Akah revealed this in a statement over the weekend.
“This is like a doom’s day scenario because if care is not taken, shortfall in power sector will hit N3 trillion by end of 2016. The reason is lack of revenue attributed to the services provided but don’t get paid for”, he said. In October, Nigeria Electricity Hub, an initiative of Nextier Power, said that the Nigerian electricity supply market will record an estimated N1 trillion shortfall by December 2016, which could lead to systemic bankruptcy and a risk of nationwide blackout if left unresolved.
The CEO of Niger Delta Power Holding (NDPHC), Chiedu Ugbo, also stated that since the establishment of the company’s first power plant in 2011, estimated energy invoiced by the eight power plants currently amounted to N235.4 billion. Of this estimate, about 55.3 percent, he explained, has been paid while the remaining 44.7 percent is still outstanding and owed by the Discos, and as of August 2016, debts owed the company by the market stood at N105 billion.
“The implication is far reaching: capacity utilisation, low productivity, inability to meet obligations, asset replacement issues and finally it challenges them as a going concern,” the NDPHC boss said.
While speaking, Akah described the huge shortfall as a “doom’s day scenario”, saying it came about as a result of services rendered by the different strata of the sector yet-to-be paid for by consumers. He mentioned power theft, metre by-pass, unpaid bills as some of the causes for the shortfall. He then explained that power loses are usually estimated and added to the bills/tarrifs of those customers with metres.
The Chief Execusive Officer, Association of Nigerian Electricity Distributors (ANED), Azu Obiaya, had earlier assessed the liquidity challenge from the perspective of the Discos. Discos are experiencing a revenue shortfall of N38 billion monthly and that the government alone, through its ministries, departments and agencies (MDAs), currently owes the Discos about N58 billion, he said.
The ANED CEO said, could amount to N309 billion by the end of the year, and that the Discos’ books no longer reflect cash flows that were necessary for lenders to accept funding their ongoing projects.

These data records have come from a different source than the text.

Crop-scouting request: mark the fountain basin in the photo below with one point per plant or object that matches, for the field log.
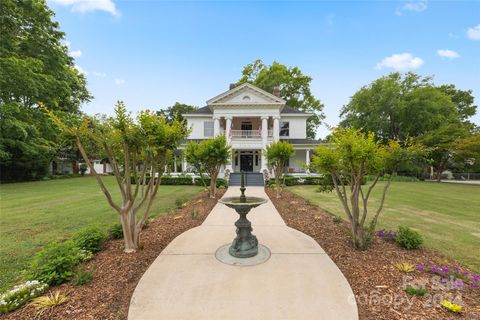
(245, 244)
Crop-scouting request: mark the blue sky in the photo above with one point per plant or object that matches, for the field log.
(153, 53)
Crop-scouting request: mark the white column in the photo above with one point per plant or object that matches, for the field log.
(228, 124)
(276, 129)
(307, 159)
(216, 126)
(264, 142)
(184, 164)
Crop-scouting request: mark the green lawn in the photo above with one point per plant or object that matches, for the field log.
(34, 213)
(446, 214)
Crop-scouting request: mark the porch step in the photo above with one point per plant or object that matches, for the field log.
(251, 179)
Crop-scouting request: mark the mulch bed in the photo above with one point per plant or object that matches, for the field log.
(376, 283)
(117, 273)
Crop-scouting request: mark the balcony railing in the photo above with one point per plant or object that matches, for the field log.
(248, 133)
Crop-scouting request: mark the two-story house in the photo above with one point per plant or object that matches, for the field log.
(252, 118)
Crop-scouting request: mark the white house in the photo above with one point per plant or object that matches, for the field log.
(252, 118)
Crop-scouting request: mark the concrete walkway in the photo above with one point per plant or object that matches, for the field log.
(299, 281)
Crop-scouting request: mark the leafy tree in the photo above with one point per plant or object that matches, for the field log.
(277, 154)
(441, 144)
(348, 159)
(398, 106)
(135, 147)
(176, 111)
(294, 88)
(34, 67)
(208, 156)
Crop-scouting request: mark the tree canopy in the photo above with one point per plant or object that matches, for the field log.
(208, 156)
(176, 111)
(34, 67)
(294, 88)
(398, 106)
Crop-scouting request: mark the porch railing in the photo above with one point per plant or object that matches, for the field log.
(248, 133)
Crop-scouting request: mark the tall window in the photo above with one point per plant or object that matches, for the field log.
(284, 129)
(208, 128)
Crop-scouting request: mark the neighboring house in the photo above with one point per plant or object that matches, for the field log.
(252, 118)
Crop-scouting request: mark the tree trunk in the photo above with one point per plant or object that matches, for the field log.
(129, 235)
(213, 188)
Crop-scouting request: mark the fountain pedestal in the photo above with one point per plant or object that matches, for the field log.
(245, 244)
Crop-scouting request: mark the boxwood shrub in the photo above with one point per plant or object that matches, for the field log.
(55, 263)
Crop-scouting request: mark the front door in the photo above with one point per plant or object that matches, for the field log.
(246, 162)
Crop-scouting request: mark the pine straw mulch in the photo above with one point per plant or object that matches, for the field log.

He also noted that as of December 2015, the Discos were experiencing a revenue shortfall of N298 billion due to the non-cost reflectivity of MYTO.0, a tariff plan then in force in the power sector in Nigeria.
As a result of this, the NERC approved electricity tariff increases to raise liquidity for the sector but its implementation was suspended for about six months, resulting in losses of about N13 billion for the Discos. Apart from these, other losses are coming through inflation of the naira and its weakness against major international currencies as well as from pipeline vandalism.